Grouping the output
These questions are all about grouping your data together.
To complete them you will need to know The following commands: nth_value, ntile, lag, lead,
Read on to Learn about Grouping
Lag and Lead
These functions allow you to examine the next or previous row. You may then compare this value to the current row
Consider a race where we wanted to see the time of the person in front of us and the amount of time we beat the person behind us by
select name, time, lag(time, 1) over (order by time) as time_of_person_infront_of_me, lead(time, 1) over (order by time) - time as how_much_i_was_infront_of_ther_person_behind_me FROM runners order by time
name | time | time_of_person_infront_of_me | how_much_i_was_infront_of_ther_person_behind_me |
---|---|---|---|
andy | 101 | None | 2 |
bob | 103 | 101 | 1 |
cedric | 104 | 103 | 0 |
dave | 104 | 104 | 4 |
eric | 108 | 104 | None |
nth_value (& first_value) and ntile
Unsurprisngly nth_value will return the nth_value, but if we do not specify a range it will return null if the current value is less than the nth. If we always want something displayed we need to specify a range
ntile(n) divides the group into n equal partitions and denotes which partition each row is in.
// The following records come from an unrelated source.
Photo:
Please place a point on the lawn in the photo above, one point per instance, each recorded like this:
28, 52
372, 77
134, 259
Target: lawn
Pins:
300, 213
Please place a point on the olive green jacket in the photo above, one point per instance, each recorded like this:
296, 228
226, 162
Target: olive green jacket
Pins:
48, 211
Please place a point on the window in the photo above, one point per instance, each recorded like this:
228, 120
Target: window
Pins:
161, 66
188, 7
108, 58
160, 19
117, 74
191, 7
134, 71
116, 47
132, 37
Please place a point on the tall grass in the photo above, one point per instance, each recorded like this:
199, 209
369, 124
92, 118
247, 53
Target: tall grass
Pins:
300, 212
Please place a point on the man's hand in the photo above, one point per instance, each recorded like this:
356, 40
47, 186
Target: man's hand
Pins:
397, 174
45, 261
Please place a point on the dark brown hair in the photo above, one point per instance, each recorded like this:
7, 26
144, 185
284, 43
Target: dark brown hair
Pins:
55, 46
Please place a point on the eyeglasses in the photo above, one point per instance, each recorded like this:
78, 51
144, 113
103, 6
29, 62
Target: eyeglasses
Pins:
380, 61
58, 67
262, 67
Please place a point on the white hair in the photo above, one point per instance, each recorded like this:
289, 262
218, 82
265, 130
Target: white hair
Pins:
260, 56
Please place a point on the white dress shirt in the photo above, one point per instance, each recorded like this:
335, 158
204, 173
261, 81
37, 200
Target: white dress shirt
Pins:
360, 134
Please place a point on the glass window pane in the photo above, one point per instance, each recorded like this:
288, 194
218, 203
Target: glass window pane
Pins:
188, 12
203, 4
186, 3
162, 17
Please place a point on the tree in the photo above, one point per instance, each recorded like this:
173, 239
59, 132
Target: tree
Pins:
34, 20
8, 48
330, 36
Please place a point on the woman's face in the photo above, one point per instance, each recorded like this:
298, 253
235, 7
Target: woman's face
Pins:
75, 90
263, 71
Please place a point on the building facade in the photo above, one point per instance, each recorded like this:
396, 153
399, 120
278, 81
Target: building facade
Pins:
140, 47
Let us go back to our race and print how much faster a runner needs to go to finish on the podium (1st, 2nd or 3rd), the time of the second runner and finally we will use ntile(2) to determine if they are in the top half of runners
select name, time, nth_value(time, 3) over (order by time) - time as to_go_faster_to_make_podium, nth_value(time, 2) over (order by time RANGE BETWEEN UNBOUNDED PRECEDING AND UNBOUNDED FOLLOWING) as time_of_second_runner, ntile(2) over (order by time) as which_half FROM runners order by time;
name | time | to_go_faster_to_make_podium | time_of_second_runner | which_half | |
---|---|---|---|---|---|
andy | 101 | None | 103 | 1 | |
bob | 103 | None | 103 | 1 | |
cedric | 104 | 0 | 103 | 1 | |
dave | 104 | 0 | 103 | 2 | |
eric | 108 | -4 | 103 | 2 |